Der Krankenstand liegt vielerorts im zweistelligen Bereich. Teilweise fällt rechnerisch jeder siebte Beschäftigte dauerhaft aus. Gleichzeitig bleiben tausende Arbeitsstunden liegen – Monat für Monat.
Was bedeutet das konkret?
Fehlendes Personal wird nicht ersetzt. Stattdessen wird die Arbeit auf die verbleibenden Beschäftigten verteilt. Mehr Dienste, mehr Belastung, weniger Erholung. Und genau hier liegt das eigentliche Problem: Die bestehenden Zeitkonten werden nicht abgebaut. Sie wachsen weiter. Urlaubsansprüche bleiben stehen. Gleichzeitig entsteht jedes Jahr neuer Anspruch. Schon zu Beginn des Jahres erreichen offene Urlaubsbestände in einzelnen Bereichen fünfstellige Größenordnungen.
Mit anderen Worten:
Selbst wer Urlaub nehmen dürfte, kann es oft schlicht nicht.
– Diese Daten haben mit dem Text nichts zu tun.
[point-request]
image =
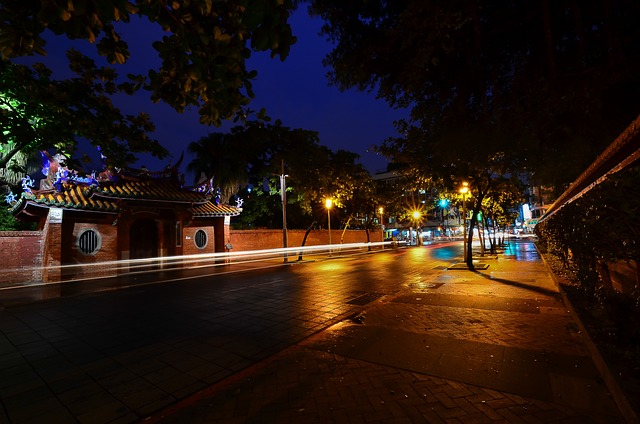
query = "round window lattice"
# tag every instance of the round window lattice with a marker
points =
(200, 239)
(89, 242)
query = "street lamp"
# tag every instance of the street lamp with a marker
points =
(328, 203)
(380, 211)
(416, 217)
(283, 189)
(464, 190)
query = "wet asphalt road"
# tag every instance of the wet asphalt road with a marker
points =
(124, 354)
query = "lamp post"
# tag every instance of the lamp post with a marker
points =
(380, 211)
(328, 203)
(283, 188)
(416, 216)
(464, 190)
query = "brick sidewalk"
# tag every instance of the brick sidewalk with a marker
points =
(451, 346)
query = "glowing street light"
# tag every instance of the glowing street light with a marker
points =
(464, 190)
(416, 217)
(380, 211)
(328, 203)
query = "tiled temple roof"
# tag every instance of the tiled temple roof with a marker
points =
(107, 197)
(150, 190)
(210, 209)
(71, 197)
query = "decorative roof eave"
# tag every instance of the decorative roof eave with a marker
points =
(29, 207)
(150, 190)
(75, 198)
(211, 210)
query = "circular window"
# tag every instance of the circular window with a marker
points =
(201, 239)
(89, 242)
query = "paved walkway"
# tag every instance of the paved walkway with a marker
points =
(496, 345)
(453, 346)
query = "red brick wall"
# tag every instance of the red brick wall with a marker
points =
(107, 252)
(21, 253)
(24, 253)
(189, 244)
(243, 240)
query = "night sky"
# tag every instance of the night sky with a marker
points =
(295, 91)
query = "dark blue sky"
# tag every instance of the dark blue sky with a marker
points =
(295, 91)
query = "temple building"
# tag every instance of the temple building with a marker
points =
(119, 215)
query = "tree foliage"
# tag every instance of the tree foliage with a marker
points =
(597, 229)
(38, 112)
(314, 173)
(203, 51)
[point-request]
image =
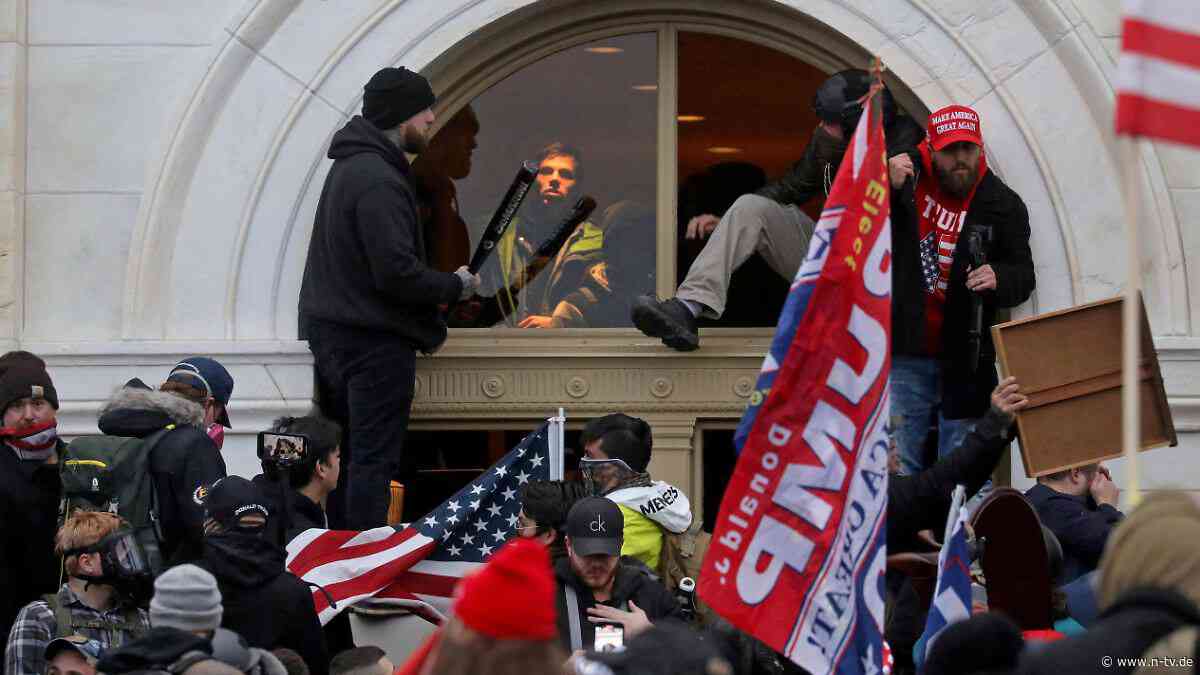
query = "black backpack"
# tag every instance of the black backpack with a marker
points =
(113, 473)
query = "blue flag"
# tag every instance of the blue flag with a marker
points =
(952, 597)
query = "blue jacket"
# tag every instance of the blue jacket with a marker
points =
(1083, 527)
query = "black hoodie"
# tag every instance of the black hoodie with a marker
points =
(181, 463)
(366, 266)
(263, 602)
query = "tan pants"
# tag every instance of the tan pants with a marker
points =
(753, 223)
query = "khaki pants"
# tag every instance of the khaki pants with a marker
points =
(753, 223)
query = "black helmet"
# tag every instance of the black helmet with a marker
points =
(837, 100)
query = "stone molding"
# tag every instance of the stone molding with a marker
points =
(931, 46)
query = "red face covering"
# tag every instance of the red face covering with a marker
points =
(216, 431)
(35, 442)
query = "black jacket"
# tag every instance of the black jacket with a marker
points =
(1081, 525)
(183, 461)
(154, 651)
(366, 263)
(922, 501)
(263, 602)
(1139, 619)
(819, 163)
(1008, 252)
(29, 500)
(303, 514)
(631, 584)
(295, 512)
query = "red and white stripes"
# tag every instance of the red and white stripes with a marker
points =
(1158, 81)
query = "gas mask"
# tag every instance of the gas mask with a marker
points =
(123, 563)
(601, 476)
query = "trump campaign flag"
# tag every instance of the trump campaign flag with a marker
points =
(952, 596)
(1158, 72)
(797, 556)
(417, 567)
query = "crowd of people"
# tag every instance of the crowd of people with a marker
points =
(133, 551)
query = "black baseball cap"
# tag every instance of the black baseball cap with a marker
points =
(208, 375)
(231, 499)
(595, 526)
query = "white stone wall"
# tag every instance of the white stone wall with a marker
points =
(160, 162)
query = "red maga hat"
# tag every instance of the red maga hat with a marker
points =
(953, 124)
(513, 596)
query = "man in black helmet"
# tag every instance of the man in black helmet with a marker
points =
(771, 221)
(370, 300)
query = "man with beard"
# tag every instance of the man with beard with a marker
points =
(557, 185)
(29, 484)
(262, 601)
(370, 299)
(943, 193)
(769, 221)
(594, 587)
(447, 160)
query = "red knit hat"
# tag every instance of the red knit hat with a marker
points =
(513, 596)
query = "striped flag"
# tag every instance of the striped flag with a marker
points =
(417, 567)
(1158, 79)
(952, 596)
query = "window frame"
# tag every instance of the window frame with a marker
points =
(467, 70)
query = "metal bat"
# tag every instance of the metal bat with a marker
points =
(503, 215)
(976, 239)
(546, 251)
(491, 310)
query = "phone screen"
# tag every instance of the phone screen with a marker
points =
(285, 448)
(610, 638)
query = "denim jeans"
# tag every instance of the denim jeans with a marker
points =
(366, 381)
(916, 406)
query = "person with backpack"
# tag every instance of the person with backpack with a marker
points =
(88, 604)
(29, 483)
(263, 601)
(155, 459)
(186, 633)
(657, 514)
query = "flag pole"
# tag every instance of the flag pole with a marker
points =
(1131, 333)
(557, 442)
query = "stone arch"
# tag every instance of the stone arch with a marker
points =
(240, 174)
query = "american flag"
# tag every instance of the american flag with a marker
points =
(1158, 76)
(418, 566)
(952, 596)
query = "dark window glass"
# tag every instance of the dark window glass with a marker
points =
(745, 114)
(587, 118)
Hinzu kommen zusätzliche Aufgaben wie Vorführungen, Krankenhausbewachungen oder Sicherheitsmaßnahmen. Diese sind zwingend notwendig und lassen sich nicht verschieben.
Das Ergebnis ist ein System, das dauerhaft auf Verschleiß läuft.
Der Personalausfall wird nicht ausgeglichen, sondern durch zusätzliche Belastung der verbleibenden Beschäftigten kompensiert. Die bestehenden Arbeitszeitdefizite werden nicht abgebaut, sondern fortgeschrieben. Das ist keine kurzfristige Entwicklung. Das ist strukturell.
So kann es nicht weitergehen.
Die dargestellten Zahlen beziehen sich auf den allgemeinen Vollzugsdienst. Auch andere Bereiche des Justizvollzugs sind erheblich belastet. Vergleichbare belastbare Zahlen liegen hierzu derzeit jedoch nicht vor.